Lesson 06

Proxy-Based & Group Estimation Methods

When you can't estimate directly, estimate through something else. When you can't estimate alone, estimate together.

The Proxy Principle

Sometimes you can't directly estimate the effort for a software feature. The requirements are vague, the technology is unfamiliar, or the scope is just too large to reason about as a single unit.

Proxy-based estimation sidesteps this problem by estimating through a stand-in measurement—a "proxy"—that correlates with actual effort. Instead of asking "How many hours will this take?", you ask "How big is this relative to other things we've built?"

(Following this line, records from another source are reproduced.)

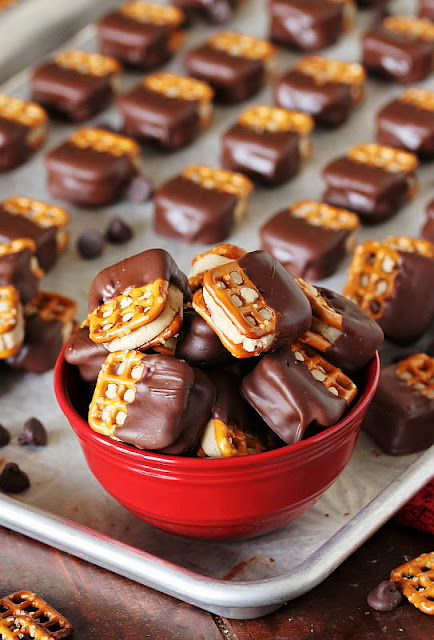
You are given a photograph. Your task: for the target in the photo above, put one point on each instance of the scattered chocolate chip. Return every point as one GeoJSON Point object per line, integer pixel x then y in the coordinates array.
{"type": "Point", "coordinates": [13, 480]}
{"type": "Point", "coordinates": [118, 231]}
{"type": "Point", "coordinates": [5, 436]}
{"type": "Point", "coordinates": [90, 244]}
{"type": "Point", "coordinates": [384, 597]}
{"type": "Point", "coordinates": [139, 189]}
{"type": "Point", "coordinates": [33, 432]}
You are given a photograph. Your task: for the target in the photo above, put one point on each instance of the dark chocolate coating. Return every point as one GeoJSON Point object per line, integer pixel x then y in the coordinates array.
{"type": "Point", "coordinates": [199, 345]}
{"type": "Point", "coordinates": [192, 213]}
{"type": "Point", "coordinates": [360, 338]}
{"type": "Point", "coordinates": [272, 157]}
{"type": "Point", "coordinates": [137, 271]}
{"type": "Point", "coordinates": [330, 103]}
{"type": "Point", "coordinates": [86, 176]}
{"type": "Point", "coordinates": [14, 149]}
{"type": "Point", "coordinates": [171, 407]}
{"type": "Point", "coordinates": [234, 78]}
{"type": "Point", "coordinates": [399, 418]}
{"type": "Point", "coordinates": [408, 312]}
{"type": "Point", "coordinates": [138, 44]}
{"type": "Point", "coordinates": [14, 226]}
{"type": "Point", "coordinates": [70, 93]}
{"type": "Point", "coordinates": [281, 293]}
{"type": "Point", "coordinates": [16, 270]}
{"type": "Point", "coordinates": [151, 115]}
{"type": "Point", "coordinates": [305, 24]}
{"type": "Point", "coordinates": [288, 398]}
{"type": "Point", "coordinates": [397, 56]}
{"type": "Point", "coordinates": [373, 192]}
{"type": "Point", "coordinates": [305, 250]}
{"type": "Point", "coordinates": [406, 126]}
{"type": "Point", "coordinates": [86, 355]}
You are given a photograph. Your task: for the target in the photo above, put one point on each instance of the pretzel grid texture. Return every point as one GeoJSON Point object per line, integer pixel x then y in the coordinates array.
{"type": "Point", "coordinates": [29, 605]}
{"type": "Point", "coordinates": [324, 70]}
{"type": "Point", "coordinates": [233, 291]}
{"type": "Point", "coordinates": [27, 113]}
{"type": "Point", "coordinates": [105, 142]}
{"type": "Point", "coordinates": [152, 13]}
{"type": "Point", "coordinates": [266, 118]}
{"type": "Point", "coordinates": [371, 277]}
{"type": "Point", "coordinates": [127, 312]}
{"type": "Point", "coordinates": [93, 64]}
{"type": "Point", "coordinates": [320, 214]}
{"type": "Point", "coordinates": [219, 179]}
{"type": "Point", "coordinates": [389, 158]}
{"type": "Point", "coordinates": [173, 85]}
{"type": "Point", "coordinates": [115, 389]}
{"type": "Point", "coordinates": [416, 581]}
{"type": "Point", "coordinates": [242, 45]}
{"type": "Point", "coordinates": [335, 381]}
{"type": "Point", "coordinates": [418, 373]}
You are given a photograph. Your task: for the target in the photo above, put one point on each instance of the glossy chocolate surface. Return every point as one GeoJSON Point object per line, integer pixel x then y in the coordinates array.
{"type": "Point", "coordinates": [137, 271]}
{"type": "Point", "coordinates": [397, 56]}
{"type": "Point", "coordinates": [86, 355]}
{"type": "Point", "coordinates": [281, 293]}
{"type": "Point", "coordinates": [70, 93]}
{"type": "Point", "coordinates": [192, 213]}
{"type": "Point", "coordinates": [234, 78]}
{"type": "Point", "coordinates": [86, 176]}
{"type": "Point", "coordinates": [136, 43]}
{"type": "Point", "coordinates": [306, 24]}
{"type": "Point", "coordinates": [406, 126]}
{"type": "Point", "coordinates": [330, 103]}
{"type": "Point", "coordinates": [150, 115]}
{"type": "Point", "coordinates": [199, 345]}
{"type": "Point", "coordinates": [373, 192]}
{"type": "Point", "coordinates": [400, 418]}
{"type": "Point", "coordinates": [171, 406]}
{"type": "Point", "coordinates": [288, 398]}
{"type": "Point", "coordinates": [272, 157]}
{"type": "Point", "coordinates": [14, 226]}
{"type": "Point", "coordinates": [305, 250]}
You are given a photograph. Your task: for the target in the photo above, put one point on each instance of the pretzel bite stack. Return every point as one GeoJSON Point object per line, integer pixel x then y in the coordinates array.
{"type": "Point", "coordinates": [251, 360]}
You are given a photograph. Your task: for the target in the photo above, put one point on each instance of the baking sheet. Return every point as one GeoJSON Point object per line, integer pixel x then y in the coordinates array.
{"type": "Point", "coordinates": [61, 482]}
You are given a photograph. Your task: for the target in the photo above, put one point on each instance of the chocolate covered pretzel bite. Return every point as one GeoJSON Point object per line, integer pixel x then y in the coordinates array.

"The key insight of proxy-based methods is that relative sizing is much easier than absolute sizing. Humans are poor at saying 'this will take 347 hours' but excellent at saying 'this is about twice as big as that.'"
— Steve McConnell, Software Estimation

McConnell outlines several proxy-based approaches, each suited to different project contexts. We'll cover the major ones: fuzzy logic sizing, standard components, story points, and T-shirt sizing. Then we'll move into group estimation methods that harness collective intelligence.

Fuzzy Logic Sizing

Fuzzy logic sizing classifies every feature in your backlog into size buckets: Very Small, Small, Medium, Large, and Very Large. Each bucket has a historical average cost (in lines of code, effort hours, or story points) based on your team's past work.

The Rules of Fuzzy Logic

  1. Factor-of-2 minimum: Each bucket must be at least twice the size of the one below it. If "Small" is 200 LOC, then "Medium" must be at least 400 LOC. This prevents ambiguity at the boundaries.
  2. 20+ features required: The method relies on the law of large numbers. Errors in individual classifications cancel out, but only if you have enough items. With fewer than 20 features, the statistical averaging doesn't work reliably.
  3. Use historical averages: The LOC (or effort) per bucket comes from your own team's history, not industry benchmarks. What counts as "Medium" at your organization may be "Large" somewhere else.
Why factor-of-2? Why not factor-of-1.5?

Research shows that humans can reliably distinguish between items that differ by a factor of 2 or more. Smaller differences lead to frequent misclassification, which defeats the purpose of bucketing. The factor-of-2 rule is a practical threshold that balances granularity with classification reliability.

For example, if you have buckets at 100, 200, 400, 800, and 1600 LOC, an estimator can confidently say "this is more like the 400 LOC features we've built, not the 200 or 800 LOC ones." But if the buckets were 100, 150, 225, 338, and 507 LOC, the distinctions become much murkier.

How It Works

List all features
Classify each into a size bucket
Look up historical LOC per bucket
Multiply & sum for total estimate

Interactive Exercise — Fuzzy Logic Classifier

You're estimating features for an e-commerce platform. Classify each feature into a size bucket. Historical averages for your team are:

VS = 50 LOC S = 120 LOC M = 300 LOC L = 700 LOC VL = 1500 LOC

Standard Components

Standard components take the proxy idea further by using known component types as the unit of estimation. Instead of abstract size buckets, you count concrete things your team builds regularly:

The power of this approach is its simplicity: "This project has 12 reports, 8 data entry screens, 30 business rules, 25 API endpoints, and 15 database tables. Based on historical data, that's 12(3) + 8(5) + 30(2) + 25(1.5) + 15(1) = 188.5 staff-days."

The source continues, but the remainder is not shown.